Emploi

L’État critiqué pour avoir prélevé 12,05 milliards sur l’assurance chômage entre 2023 et 2026

Des sénateurs UDI et parlementaires du centre et de la droite demandent l'arrêt des prélèvements sur l'Unédic, estimant que l'assurance chômage ne doit pas servir de réservoir pour le budget public.

L’État critiqué pour avoir prélevé 12,05 milliards sur l’assurance chômage entre 2023 et 2026
©Illustration IA Nicolas Berger / renseignementeconomique.fr

Des sénateurs appellent à cesser les ponctions sur l’Unédic

Des sénateurs UDI, rejoints par des élus du centre et de la droite, ont publié une tribune dénonçant les prélèvements de l'État sur l'assurance chômage. Selon eux, les ressources gérées par l'Unédic — financées par les cotisations des employeurs et assumées par les partenaires sociaux — ne doivent pas être mobilisées pour combler les déficits publics.

Un constat chiffré : 12,05 milliards prélevés

Les signataires pointent un montant précis : 12,05 milliards d'euros auraient été retirés des comptes de l'Unédic entre 2023 et 2026. Pour eux, cette pratique fragilise un régime qui a été jusqu'ici présenté comme rigoureux dans sa gestion et menace sa capacité à préserver les droits des demandeurs d'emploi.

PériodeMontant prélevé
2023–202612,05 milliards €

Une critique politique et institutionnelle

Dans la tribune publiée par L'Opinion, les élus estiment que l'assurance chômage a été conçue pour protéger contre les aléas économiques et non pour servir la trésorerie de l'État. Ils réclament l'arrêt de toute nouvelle taxe ou ponction sur les comptes de l'Unédic et appellent à un débat parlementaire véritable sur la gestion de ces fonds.
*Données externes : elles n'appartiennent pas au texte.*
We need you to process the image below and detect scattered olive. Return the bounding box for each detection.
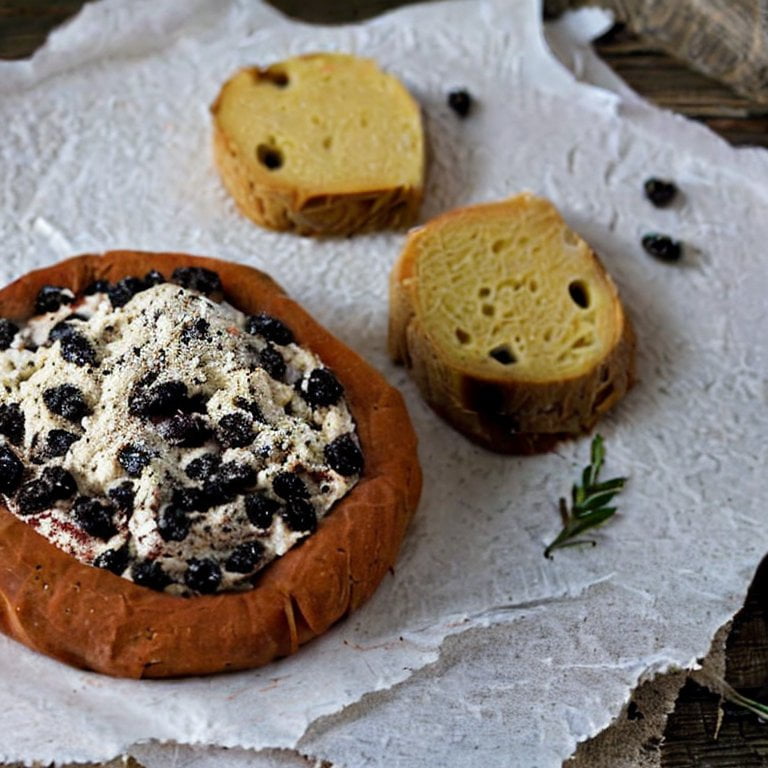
[108,276,147,308]
[258,344,286,381]
[17,466,77,515]
[217,412,254,448]
[641,233,683,263]
[644,178,678,208]
[272,471,309,500]
[45,429,80,457]
[447,88,472,118]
« Elle a été conçue pour protéger les salariés contre les aléas économiques, non pour combler les impasses budgétaires de l’État ».

Ce que cela change pour les salariés et les employeurs

Sur le terrain, la question est concrète : une baisse des réserves de l'Unédic peut peser sur la capacité du régime à faire face à une montée du chômage ou à financer des dispositifs d'indemnisation. Pour les employeurs, toute réforme du financement ou des cotisations pourrait se traduire par des charges supplémentaires. Pour les salariés et les demandeurs d'emploi, la principale inquiétude est la préservation des droits et de la continuité des prestations en cas de choc économique.
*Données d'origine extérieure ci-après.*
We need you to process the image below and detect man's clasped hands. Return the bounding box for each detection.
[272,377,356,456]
Les recours et le calendrier politique

Les auteurs de la tribune, dont plusieurs sénateurs UDI, demandent des mesures immédiates : renoncer à de nouvelles ponctions et garantir la gouvernance par les partenaires sociaux. À défaut, le débat pourrait gagner le Parlement et alimenter des propositions de loi visant à protéger juridiquement les fonds de l'Unédic.

Enjeux à moyen terme

Au-delà du montant déjà prélevé, le dossier pose la question plus large de l'utilisation des ressources sociales dans la gestion des finances publiques. Le désaccord révèle aussi une tension entre logique budgétaire nationale et principe de gouvernance paritaire des régimes sociaux. Les prochains mois seront déterminants pour savoir si l'Unédic redeviendra un espace préservé ou si d'autres prélèvements interviendront.

  • 12,05 milliards € : montant des prélèvements 2023–2026.
  • Les signataires demandent l'arrêt de toute nouvelle taxe sur l'Unédic.
  • Risque : fragilisation de la capacité d'indemnisation en cas de crise.